As her dad comforted her, our eyes met with a knowing look. His daughter was voicing what we all long for: perfection. Decay had not previously been in her vocabulary.  Without anyone telling her, she knew life is not meant to disappoint. Carved pumpkins should stay looking beautiful. Her father, with great wisdom, didn’t minimize, ignore, or even explain the brokenness of her world.

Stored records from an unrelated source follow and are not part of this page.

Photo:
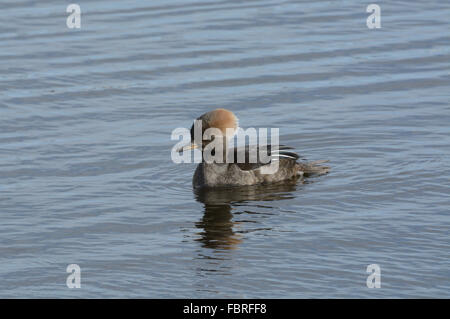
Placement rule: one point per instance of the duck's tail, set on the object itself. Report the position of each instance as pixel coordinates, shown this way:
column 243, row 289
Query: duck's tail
column 313, row 168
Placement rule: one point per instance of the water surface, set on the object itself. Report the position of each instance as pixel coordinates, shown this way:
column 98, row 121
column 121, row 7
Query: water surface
column 86, row 176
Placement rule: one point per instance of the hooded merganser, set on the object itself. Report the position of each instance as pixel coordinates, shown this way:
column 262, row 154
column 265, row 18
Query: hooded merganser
column 225, row 173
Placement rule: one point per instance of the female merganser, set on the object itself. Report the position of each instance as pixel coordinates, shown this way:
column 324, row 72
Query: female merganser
column 238, row 173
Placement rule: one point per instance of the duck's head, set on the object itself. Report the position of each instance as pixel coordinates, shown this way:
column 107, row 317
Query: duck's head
column 220, row 123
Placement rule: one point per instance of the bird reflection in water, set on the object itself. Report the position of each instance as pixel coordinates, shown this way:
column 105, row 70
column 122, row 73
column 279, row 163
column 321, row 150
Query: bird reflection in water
column 220, row 204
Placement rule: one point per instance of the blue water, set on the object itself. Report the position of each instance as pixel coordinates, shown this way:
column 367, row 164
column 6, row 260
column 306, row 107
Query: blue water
column 86, row 176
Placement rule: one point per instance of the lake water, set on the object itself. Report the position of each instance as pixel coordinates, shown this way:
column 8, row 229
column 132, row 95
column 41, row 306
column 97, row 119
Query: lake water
column 86, row 117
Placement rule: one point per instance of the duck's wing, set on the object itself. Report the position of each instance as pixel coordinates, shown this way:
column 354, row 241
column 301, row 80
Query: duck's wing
column 251, row 157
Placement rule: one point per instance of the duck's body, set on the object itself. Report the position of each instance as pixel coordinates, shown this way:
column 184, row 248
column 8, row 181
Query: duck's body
column 246, row 172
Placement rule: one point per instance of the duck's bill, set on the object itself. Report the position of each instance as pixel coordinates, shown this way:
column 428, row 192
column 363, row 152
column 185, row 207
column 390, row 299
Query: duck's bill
column 187, row 148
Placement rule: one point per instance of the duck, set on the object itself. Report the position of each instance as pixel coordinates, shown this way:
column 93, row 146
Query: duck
column 236, row 166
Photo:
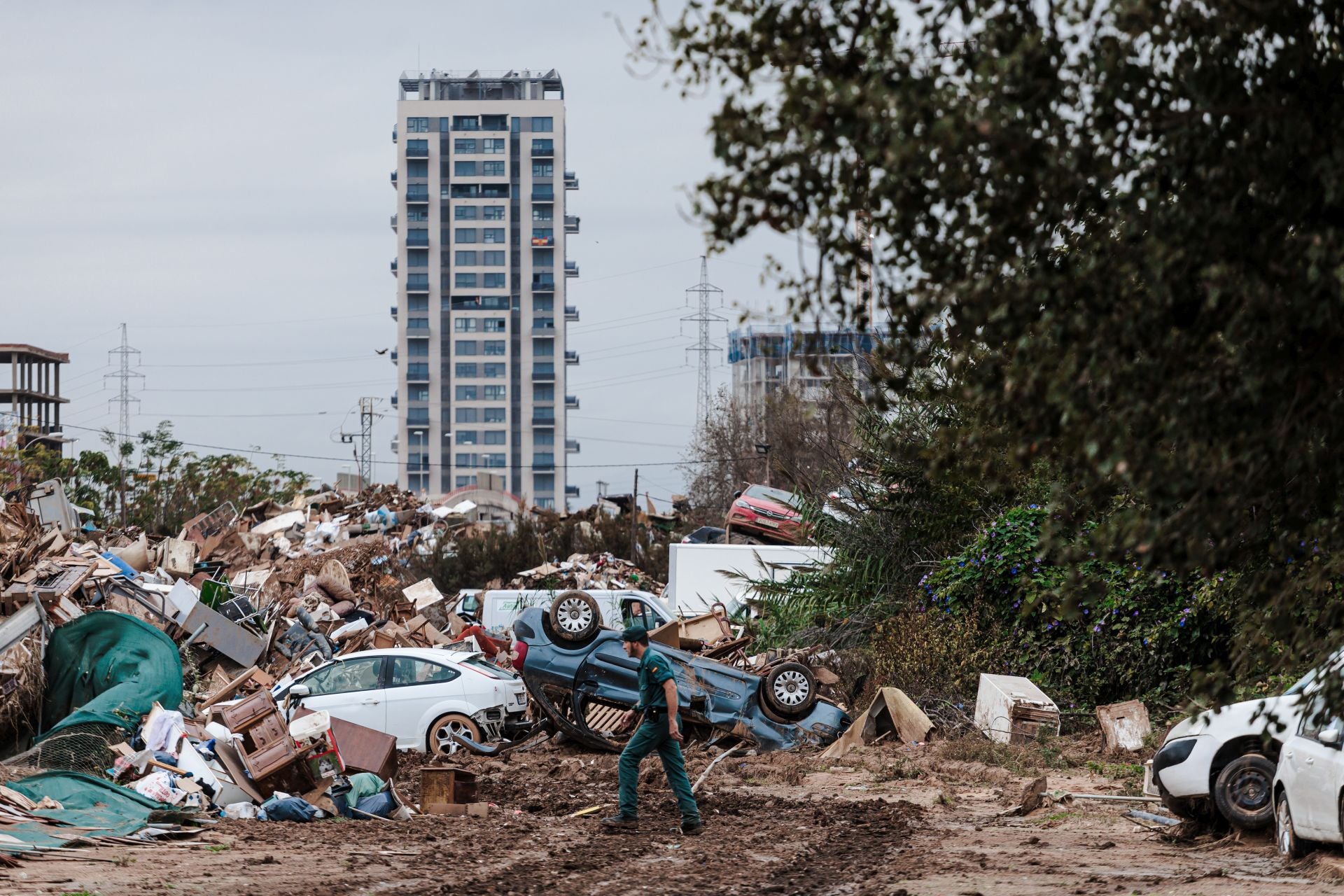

He just held her.

My mind rapidly flicked through evidence of my brokenness: unfinished projects, strained relationships, a once-clean house, wrinkling skin, and disease wreaking havoc in friends’ lives.  I also long for all to be right and well in my world.  I agree, I want it to be perfect. But because I don’t like to experience the pain that comes with imperfection, I try to fix the brokenness too quickly. When that option isn’t available I deceive myself into thinking I don’t care.  I am often tempted by cynicism and easily give up hope for what God is yet to do.

Yet there is always another option. Through a little girl’s disappointment, I was reminded once again to be like a little child and turn to my Heavenly Father.  “Blessed are they that mourn,” Luke says, “For they shall be comforted.” As we mourn the brokenness of our world, our Heavenly Father offers us comfort. But he offers even more than that: the assurance that he has already borne our griefs and promises that he is in the process of redeeming all brokenness. To paraphrase J.R.R. Tolkien, he is in the process of making everything sad, or sin-sick, or decayed “untrue.”